Again, it is problematic to treat scripture as a scientific treatise. For example, there are references to very few stars or planets in scripture. The worldview presented in scripture reflects the Babylonian worldview which was accepted as authoritative by virtually every ancient society (including ancient Israel), e.g. there are not thousands of stars but hundreds of millions in our galaxy alone; the earth is not covered by a glass dome but by an atmosphere; the earth is not the center of creation (no such center point exists in the entire Cosmos); the earth is not immovable instead there’s no fixed point, everything is in motion in the universe; the earth is not flat but a sphere like the eight planets in our solar system (and the 1000 some odd exo-planets) we have discovered thanks to improvements to the telescope; and the Cosmos is not confined to our solar system rather there are 400 billion additional galaxies (and billions and billions, to invoke Sagan, of additional stars in these) within the observable universe…and the Cosmos is not 6,000 years old it is 13.82 billion.

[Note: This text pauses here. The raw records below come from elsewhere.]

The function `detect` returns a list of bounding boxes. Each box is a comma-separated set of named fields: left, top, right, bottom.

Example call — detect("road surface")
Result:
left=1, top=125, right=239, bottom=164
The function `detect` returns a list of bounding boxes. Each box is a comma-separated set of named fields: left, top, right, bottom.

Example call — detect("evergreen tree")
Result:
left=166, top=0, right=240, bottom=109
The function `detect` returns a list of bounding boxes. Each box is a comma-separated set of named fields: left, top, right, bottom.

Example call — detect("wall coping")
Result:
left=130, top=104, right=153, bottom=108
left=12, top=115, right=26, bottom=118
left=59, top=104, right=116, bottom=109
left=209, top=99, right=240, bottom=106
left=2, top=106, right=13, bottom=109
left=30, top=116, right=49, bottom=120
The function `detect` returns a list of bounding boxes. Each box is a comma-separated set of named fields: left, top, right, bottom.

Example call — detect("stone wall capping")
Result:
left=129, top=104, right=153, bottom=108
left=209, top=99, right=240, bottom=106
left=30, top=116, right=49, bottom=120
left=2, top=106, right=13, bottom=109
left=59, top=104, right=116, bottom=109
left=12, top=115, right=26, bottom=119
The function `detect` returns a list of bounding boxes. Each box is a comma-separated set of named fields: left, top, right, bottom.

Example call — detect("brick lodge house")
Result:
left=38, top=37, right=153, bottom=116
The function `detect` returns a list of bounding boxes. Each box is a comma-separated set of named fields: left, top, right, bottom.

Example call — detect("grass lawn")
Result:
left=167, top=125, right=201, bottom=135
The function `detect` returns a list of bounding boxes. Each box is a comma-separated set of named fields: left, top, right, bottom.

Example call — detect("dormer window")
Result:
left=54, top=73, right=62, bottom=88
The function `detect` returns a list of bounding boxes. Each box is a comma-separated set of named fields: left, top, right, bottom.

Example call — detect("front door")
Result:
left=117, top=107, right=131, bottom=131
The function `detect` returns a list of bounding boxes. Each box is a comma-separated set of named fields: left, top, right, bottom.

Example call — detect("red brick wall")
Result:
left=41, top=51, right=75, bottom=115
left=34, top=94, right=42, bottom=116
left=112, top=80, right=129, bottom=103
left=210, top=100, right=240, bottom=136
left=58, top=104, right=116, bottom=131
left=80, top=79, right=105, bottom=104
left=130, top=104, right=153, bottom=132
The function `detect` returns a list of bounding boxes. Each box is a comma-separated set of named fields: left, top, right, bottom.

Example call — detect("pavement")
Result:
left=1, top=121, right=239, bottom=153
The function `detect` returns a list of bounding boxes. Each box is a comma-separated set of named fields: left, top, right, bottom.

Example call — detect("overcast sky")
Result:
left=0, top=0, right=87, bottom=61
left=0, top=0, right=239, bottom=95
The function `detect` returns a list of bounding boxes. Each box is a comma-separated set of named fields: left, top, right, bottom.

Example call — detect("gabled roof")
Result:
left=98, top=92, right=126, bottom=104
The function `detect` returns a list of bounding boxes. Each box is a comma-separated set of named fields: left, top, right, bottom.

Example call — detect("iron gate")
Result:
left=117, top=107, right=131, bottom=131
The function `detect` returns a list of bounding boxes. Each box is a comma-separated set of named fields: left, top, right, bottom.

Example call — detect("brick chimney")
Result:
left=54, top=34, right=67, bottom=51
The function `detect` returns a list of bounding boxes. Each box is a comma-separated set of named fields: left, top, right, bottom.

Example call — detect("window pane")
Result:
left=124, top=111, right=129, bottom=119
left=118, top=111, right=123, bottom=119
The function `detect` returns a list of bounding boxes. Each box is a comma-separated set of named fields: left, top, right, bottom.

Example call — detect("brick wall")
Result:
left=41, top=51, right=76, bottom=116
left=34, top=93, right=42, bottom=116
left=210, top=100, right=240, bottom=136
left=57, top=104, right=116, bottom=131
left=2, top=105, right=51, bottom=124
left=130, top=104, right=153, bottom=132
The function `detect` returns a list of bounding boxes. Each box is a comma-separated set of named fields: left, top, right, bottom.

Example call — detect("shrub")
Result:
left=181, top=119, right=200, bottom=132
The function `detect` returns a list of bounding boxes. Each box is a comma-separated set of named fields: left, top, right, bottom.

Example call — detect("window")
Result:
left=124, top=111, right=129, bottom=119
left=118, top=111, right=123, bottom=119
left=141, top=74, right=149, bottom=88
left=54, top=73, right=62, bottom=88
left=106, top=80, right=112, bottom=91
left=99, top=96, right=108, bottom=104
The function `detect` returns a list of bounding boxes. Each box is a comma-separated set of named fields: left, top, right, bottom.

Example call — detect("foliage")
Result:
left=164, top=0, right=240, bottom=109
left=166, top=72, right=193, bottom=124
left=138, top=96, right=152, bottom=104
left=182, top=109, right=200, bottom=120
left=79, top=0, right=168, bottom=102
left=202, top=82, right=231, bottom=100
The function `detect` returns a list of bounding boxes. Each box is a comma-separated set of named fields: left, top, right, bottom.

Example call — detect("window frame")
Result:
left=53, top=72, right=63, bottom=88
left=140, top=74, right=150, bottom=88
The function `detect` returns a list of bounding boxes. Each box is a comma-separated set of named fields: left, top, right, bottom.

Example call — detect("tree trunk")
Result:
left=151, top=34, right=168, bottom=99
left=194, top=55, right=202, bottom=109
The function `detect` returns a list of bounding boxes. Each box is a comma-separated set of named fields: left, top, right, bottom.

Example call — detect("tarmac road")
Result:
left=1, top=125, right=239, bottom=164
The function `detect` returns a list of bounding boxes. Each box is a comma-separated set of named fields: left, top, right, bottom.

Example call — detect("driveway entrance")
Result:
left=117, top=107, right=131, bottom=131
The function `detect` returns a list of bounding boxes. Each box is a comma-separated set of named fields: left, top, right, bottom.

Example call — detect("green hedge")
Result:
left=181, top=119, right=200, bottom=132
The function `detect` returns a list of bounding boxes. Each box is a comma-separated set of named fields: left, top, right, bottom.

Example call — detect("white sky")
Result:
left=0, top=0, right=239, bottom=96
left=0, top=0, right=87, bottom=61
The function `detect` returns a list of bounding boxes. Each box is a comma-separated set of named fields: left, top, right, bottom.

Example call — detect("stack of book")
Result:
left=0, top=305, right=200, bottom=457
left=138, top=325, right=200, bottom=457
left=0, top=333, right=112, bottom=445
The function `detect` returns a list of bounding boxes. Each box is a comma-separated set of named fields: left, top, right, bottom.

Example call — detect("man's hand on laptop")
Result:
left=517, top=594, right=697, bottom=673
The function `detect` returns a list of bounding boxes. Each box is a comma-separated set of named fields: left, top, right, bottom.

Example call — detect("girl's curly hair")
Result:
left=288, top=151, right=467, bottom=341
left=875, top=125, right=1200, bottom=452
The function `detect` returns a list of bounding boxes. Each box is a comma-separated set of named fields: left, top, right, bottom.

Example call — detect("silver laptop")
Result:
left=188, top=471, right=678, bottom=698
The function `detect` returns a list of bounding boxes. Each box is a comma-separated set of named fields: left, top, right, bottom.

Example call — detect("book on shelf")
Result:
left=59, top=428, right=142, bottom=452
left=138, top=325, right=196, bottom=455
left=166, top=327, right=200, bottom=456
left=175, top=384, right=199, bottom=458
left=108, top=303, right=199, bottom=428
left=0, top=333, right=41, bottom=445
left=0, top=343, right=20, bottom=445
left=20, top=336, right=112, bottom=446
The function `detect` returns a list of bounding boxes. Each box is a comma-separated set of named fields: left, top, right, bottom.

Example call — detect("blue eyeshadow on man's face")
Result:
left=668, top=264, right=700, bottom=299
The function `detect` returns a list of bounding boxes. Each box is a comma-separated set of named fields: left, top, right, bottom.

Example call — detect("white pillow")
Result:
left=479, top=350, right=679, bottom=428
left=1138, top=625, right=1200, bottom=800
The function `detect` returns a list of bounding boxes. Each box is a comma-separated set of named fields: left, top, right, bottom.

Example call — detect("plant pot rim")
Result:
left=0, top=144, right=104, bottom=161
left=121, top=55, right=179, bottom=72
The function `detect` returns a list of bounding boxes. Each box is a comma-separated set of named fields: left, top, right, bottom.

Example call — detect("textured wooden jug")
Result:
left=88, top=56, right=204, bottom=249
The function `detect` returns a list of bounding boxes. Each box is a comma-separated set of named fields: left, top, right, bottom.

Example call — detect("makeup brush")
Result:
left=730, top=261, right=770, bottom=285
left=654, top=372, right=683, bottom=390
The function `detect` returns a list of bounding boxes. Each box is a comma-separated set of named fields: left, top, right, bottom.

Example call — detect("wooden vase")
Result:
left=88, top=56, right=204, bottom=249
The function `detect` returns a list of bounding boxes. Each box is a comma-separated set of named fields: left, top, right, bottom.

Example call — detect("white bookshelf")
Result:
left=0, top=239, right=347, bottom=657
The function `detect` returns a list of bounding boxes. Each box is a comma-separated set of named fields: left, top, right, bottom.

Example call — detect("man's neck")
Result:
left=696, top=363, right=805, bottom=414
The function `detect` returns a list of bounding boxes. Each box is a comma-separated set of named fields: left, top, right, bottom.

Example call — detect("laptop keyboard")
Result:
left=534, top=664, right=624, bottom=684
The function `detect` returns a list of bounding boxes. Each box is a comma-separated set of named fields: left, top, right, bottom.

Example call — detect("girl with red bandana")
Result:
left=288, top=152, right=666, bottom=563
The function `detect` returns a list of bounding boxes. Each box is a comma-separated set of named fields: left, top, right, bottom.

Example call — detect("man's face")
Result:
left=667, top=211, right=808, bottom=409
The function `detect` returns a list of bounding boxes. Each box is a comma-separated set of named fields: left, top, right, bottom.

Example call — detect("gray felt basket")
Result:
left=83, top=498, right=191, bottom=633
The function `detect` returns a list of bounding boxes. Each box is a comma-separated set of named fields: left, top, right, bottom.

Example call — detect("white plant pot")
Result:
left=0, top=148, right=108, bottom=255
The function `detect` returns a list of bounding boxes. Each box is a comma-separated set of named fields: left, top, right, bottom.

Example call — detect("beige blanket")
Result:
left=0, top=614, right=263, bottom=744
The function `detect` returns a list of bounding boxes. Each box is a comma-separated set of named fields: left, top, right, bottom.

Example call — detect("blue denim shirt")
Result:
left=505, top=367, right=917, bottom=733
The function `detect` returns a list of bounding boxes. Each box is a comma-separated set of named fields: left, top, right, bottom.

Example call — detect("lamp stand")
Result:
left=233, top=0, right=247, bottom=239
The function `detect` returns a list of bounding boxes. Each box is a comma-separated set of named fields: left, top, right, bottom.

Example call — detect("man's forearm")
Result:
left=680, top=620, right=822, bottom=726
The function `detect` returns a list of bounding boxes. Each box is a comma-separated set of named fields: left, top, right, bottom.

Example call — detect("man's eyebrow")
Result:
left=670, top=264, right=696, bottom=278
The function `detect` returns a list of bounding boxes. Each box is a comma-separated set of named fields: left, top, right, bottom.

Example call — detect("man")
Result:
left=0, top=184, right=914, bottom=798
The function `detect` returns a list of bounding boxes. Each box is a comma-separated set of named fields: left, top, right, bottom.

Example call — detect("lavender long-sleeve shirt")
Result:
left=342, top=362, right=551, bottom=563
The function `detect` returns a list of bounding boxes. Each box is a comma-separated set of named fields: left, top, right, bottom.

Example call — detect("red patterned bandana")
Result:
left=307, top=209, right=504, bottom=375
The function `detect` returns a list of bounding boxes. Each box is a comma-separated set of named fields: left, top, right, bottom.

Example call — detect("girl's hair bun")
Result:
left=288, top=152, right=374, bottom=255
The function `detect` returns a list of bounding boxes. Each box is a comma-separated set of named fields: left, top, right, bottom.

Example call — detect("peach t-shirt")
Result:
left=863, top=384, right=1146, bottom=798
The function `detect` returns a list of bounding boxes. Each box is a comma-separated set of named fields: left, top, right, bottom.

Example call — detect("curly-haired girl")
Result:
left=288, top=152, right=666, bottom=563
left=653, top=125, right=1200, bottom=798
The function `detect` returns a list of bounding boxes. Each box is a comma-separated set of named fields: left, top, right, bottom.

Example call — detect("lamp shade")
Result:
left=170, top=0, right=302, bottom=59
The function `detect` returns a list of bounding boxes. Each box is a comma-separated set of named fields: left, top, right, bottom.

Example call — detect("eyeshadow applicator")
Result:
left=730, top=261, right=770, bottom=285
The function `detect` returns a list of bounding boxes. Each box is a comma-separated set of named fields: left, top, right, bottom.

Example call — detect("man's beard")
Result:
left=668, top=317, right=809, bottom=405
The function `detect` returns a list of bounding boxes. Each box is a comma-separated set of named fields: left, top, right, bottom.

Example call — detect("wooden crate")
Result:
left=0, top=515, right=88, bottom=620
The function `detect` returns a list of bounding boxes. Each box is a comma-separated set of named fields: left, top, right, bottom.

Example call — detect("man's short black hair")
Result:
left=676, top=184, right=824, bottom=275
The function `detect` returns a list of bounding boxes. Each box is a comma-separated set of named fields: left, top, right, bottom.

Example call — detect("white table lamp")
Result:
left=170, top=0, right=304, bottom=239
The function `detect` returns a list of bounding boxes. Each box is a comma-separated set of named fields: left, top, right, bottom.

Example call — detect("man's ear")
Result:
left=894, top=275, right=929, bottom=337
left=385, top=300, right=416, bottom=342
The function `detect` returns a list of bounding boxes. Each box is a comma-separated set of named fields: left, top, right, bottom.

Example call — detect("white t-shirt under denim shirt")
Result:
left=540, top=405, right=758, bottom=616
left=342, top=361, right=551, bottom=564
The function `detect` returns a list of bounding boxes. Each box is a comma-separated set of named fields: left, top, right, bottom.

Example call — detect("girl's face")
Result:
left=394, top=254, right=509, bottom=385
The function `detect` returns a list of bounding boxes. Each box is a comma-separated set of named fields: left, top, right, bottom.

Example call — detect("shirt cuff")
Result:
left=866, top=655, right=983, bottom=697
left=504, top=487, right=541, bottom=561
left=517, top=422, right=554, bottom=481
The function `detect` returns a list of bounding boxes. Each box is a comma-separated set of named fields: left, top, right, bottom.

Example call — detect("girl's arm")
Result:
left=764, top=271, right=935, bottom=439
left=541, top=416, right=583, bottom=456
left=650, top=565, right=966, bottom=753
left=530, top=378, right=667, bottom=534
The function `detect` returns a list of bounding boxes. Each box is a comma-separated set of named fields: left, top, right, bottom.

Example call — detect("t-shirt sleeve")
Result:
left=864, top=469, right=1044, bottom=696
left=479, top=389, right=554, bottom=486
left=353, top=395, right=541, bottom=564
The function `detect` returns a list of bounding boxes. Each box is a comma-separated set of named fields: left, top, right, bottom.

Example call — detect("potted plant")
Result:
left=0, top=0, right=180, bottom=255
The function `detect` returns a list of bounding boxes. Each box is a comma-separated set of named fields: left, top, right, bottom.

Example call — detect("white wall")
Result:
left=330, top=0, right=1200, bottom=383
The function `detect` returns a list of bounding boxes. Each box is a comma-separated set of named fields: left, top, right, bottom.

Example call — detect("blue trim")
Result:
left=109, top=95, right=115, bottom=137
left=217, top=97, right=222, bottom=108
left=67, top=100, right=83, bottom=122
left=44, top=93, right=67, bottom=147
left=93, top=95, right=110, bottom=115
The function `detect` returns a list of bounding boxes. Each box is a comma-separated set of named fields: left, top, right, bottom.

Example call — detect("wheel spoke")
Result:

Growing up an idealist and seeker of truth, and then developing into a discerning man of letters, I look at scripture’s importance as largely ethical. This does not diminish it (at least in my opinion): scripture can inspire people to goodness and too love justice. Unfortunately, historically-speaking, scripture can also inspire people to hate, to prejudice or justified bigotry—something I abhor and have never understood given the whole “love your neighbor” and “pray for those who persecute you” philosophy taught by Jesus.
In his book Finding Darwin’s God, Kenneth R. Miller attempted to find common ground between science and religion. He explained scientific theories could not be used to disprove the existence of God. (Any scientist worthy of the name would accept this limit on science, i.e. the existence of God is not falsfiable.) Instead, science provides an objective description of what’s physically happening “out there” and in so doing challenges out-dated, pre-scientific dogmas like Ussher’s. I tend to agree with Miller, in that, if Western religious traditions are to remain relevant ways must be found to reconcile faith with science (as per Gould’s dictum). If this is not done, if we rely on quaint (though factually dubious) museums in Big Valley or Kentucky to tell the story of the faithful, I’m not convinced that the faith that gave me such hope as a young man will survive into the next century except on the margins. To put it simply: the earth is not young; it isn’t even ancient…it is incomprehensibly old.